Santiago vive el año más seco en 50 años y Valparaíso el peor desde 1924

Sin lluvias pronosticadas, 2019 cerrará como uno de los años más secos del último siglo, fenómeno que debido al cambio climático, irá en alza. Fuente: La Tercera, 6 de diciembre de 2019.


La sequía, ya catalogada como megasequía, no da tregua en la zona central. Si terminado agosto ya se hablaba del invierno con menos precipitaciones en Santiago de los últimos 21 años, 2019 se convertirá en el año más seco de la capital desde 1968. Según datos de la Dirección Meteorológica de Chile (DMC), la Estación Quinta Normal solo anota 82 mm de lluvia en lo que va del año, registro solo comparable con el de 1968, año que terminó con solo 67,6 mm de precipitaciones. Sin embargo, este año superará el registro de 1998, que terminó con 84,2 mm. Si bien aún quedan 26 días para que finalice el año, el último boletín de tendencias climáticas de la DMC no pronostica precipitaciones en lo queda del año.

En Valparaíso la situación es aún más catastrófica. El año 2019 está camino a convertirse en el año con menos precipitaciones de los últimos 100 años, con tan solo 83,2 mm, superando incluso a 1968, cuando llovió 88,6 mm y a 1998, cuando se registraron 94,3 mm.
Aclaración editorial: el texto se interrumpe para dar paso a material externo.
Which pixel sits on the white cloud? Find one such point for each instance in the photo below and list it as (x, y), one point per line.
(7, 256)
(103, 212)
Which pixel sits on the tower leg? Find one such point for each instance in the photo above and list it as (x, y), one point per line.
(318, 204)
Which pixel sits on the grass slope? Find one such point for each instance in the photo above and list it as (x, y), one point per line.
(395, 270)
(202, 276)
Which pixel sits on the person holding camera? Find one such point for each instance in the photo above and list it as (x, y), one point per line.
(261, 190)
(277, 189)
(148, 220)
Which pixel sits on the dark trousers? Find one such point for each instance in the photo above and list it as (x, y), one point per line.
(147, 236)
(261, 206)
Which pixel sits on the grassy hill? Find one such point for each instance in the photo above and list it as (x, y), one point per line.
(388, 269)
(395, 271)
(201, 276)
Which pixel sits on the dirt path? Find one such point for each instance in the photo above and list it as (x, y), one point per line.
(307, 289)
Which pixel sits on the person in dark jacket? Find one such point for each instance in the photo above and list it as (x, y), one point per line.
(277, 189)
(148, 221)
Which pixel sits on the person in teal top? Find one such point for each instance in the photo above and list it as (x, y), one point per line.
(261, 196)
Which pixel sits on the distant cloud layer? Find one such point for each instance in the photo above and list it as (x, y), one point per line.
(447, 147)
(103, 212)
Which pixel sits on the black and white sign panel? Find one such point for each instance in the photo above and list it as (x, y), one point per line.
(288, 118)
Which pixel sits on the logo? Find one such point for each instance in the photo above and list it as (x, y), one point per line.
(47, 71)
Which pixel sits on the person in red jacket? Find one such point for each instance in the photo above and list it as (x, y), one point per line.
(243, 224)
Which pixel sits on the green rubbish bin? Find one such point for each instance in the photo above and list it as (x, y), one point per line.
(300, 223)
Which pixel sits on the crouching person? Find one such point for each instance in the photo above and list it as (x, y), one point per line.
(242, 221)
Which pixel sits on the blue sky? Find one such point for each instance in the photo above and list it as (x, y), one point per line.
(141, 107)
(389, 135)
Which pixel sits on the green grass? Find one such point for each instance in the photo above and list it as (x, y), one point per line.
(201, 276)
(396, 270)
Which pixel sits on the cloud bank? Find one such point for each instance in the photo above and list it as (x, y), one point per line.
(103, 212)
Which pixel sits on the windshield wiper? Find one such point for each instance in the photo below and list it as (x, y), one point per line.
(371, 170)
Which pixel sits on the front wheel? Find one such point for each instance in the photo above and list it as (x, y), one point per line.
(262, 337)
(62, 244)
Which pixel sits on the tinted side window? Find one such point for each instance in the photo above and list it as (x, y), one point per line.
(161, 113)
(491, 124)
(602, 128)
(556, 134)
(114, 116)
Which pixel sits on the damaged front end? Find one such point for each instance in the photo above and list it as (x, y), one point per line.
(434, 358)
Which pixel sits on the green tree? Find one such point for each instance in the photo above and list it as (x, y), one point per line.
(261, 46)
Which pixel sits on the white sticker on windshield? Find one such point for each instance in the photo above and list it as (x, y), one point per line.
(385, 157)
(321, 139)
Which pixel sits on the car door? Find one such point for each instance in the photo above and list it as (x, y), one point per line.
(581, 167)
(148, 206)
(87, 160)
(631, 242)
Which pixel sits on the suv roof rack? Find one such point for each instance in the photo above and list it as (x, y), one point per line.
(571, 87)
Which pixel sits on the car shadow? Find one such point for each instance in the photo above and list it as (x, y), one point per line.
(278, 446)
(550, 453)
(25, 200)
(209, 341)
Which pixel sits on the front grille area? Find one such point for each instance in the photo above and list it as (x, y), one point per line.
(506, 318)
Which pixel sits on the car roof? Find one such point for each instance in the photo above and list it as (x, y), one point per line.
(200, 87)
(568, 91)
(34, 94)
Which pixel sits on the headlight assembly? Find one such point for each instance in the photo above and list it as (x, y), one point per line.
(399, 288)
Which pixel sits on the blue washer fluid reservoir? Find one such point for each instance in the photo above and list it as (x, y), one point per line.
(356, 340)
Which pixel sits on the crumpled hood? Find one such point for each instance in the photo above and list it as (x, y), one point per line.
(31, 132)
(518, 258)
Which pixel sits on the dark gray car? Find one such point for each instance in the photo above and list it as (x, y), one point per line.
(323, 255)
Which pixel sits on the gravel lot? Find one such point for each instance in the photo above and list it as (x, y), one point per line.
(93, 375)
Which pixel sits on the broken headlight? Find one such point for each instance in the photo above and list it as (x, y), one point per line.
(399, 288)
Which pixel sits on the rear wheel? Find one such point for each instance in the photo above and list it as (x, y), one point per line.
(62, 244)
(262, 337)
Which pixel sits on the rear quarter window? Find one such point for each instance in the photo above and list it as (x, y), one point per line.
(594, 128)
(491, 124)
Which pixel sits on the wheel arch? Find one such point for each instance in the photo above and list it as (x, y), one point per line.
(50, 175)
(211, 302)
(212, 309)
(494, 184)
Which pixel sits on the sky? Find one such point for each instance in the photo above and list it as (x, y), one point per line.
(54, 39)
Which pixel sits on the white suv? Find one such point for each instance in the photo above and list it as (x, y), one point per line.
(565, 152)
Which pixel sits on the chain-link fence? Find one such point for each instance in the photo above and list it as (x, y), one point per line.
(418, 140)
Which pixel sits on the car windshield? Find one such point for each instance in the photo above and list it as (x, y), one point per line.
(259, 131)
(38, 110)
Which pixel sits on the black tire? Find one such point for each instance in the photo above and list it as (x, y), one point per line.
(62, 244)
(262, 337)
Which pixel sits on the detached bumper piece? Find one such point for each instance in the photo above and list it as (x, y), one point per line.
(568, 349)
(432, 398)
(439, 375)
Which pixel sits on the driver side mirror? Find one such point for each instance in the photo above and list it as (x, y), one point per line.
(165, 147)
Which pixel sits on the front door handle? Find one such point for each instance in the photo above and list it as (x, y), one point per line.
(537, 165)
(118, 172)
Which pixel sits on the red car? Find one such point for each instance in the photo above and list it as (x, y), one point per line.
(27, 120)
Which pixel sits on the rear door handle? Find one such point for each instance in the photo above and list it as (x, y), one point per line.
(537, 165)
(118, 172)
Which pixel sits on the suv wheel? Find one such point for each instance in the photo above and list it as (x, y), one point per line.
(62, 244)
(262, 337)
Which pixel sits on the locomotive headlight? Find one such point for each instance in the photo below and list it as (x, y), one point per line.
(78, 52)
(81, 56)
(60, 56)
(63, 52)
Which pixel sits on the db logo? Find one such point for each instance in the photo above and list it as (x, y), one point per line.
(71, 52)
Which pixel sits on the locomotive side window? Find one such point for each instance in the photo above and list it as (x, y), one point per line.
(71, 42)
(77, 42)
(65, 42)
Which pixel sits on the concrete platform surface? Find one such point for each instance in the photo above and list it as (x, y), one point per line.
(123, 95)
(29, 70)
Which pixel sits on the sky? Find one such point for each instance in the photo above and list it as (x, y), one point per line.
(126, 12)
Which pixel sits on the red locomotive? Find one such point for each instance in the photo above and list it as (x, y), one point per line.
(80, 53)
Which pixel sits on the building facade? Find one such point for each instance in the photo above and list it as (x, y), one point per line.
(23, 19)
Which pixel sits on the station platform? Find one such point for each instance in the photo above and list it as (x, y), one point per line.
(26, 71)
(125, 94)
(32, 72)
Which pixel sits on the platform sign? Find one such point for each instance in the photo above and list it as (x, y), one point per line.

Solo es superado por 1924, cuando, según el Servicio Meteorológico de la Armada, solo llovió 61 mm (ver infografía). Arnaldo Zúñiga, meteorólogo encargado de Difusión de la DMC, explica que la zona central tiene un déficit de precipitaciones sobre el 76% desde Curicó al norte, a excepción de Antofagasta. ‘Estamos hablando de una megasequía. Si uno ve la estadística, desde 2009 en adelante empezaron a disminuir las precipitaciones respecto de los últimos 30 años’. Dice que la proyección en lo que resta del año es preocupante.

‘La proyección estacional y trimestral de temperaturas y precipitaciones se basa en distintos índices, y uno de ellos es el Fenómeno de El Niño, que no ha estado muy a la par como en otras oportunidades. Es preocupante, porque por lo menos de aquí a fin de mes seguirá activo este sistema y estacionalmente se potencia más, por lo que la posibilidad de precipitaciones es bastante baja. Vamos a seguir muy al debe en las precipitaciones y por ningún motivo vamos a alcanzar los rangos normales’, explica. Asegura que si el año termina así, el déficit podría subir uno o dos puntos más. Raúl Cordero, académico de la U. de Santiago, señala que ‘este año hemos tenido una sequía muy intensa, entre La Serena y Curicó. Desafortunadamente, las sequías ocurren, pero con el cambio climático van a ocurrir más frecuentemente y con mayor intensidad.

Además, este año corona una sucesión de una década con precipitaciones más bajas de lo normal. Es una sequía larga y este año es muy intensa. Las sequías son uno de los eventos extremos que van a ser más intensos como consecuencia del calentamiento global’. El futuro no es alentador, agrega Cordero. Pronostica que habrá años tan secos como este, incluso peores. ‘La sequía forma parte de una sucesión de eventos que configuran una tendencia. La zona central y la zona centro-sur exhiben durante cuatro décadas una tendencia a la baja en las precipitaciones, no es del año pasado, tiene 40 años. Esa tendencia es cambio climático, es lo que provoca una tendencia a la baja en las precipitaciones y hace más frecuentes las sequías’, establece.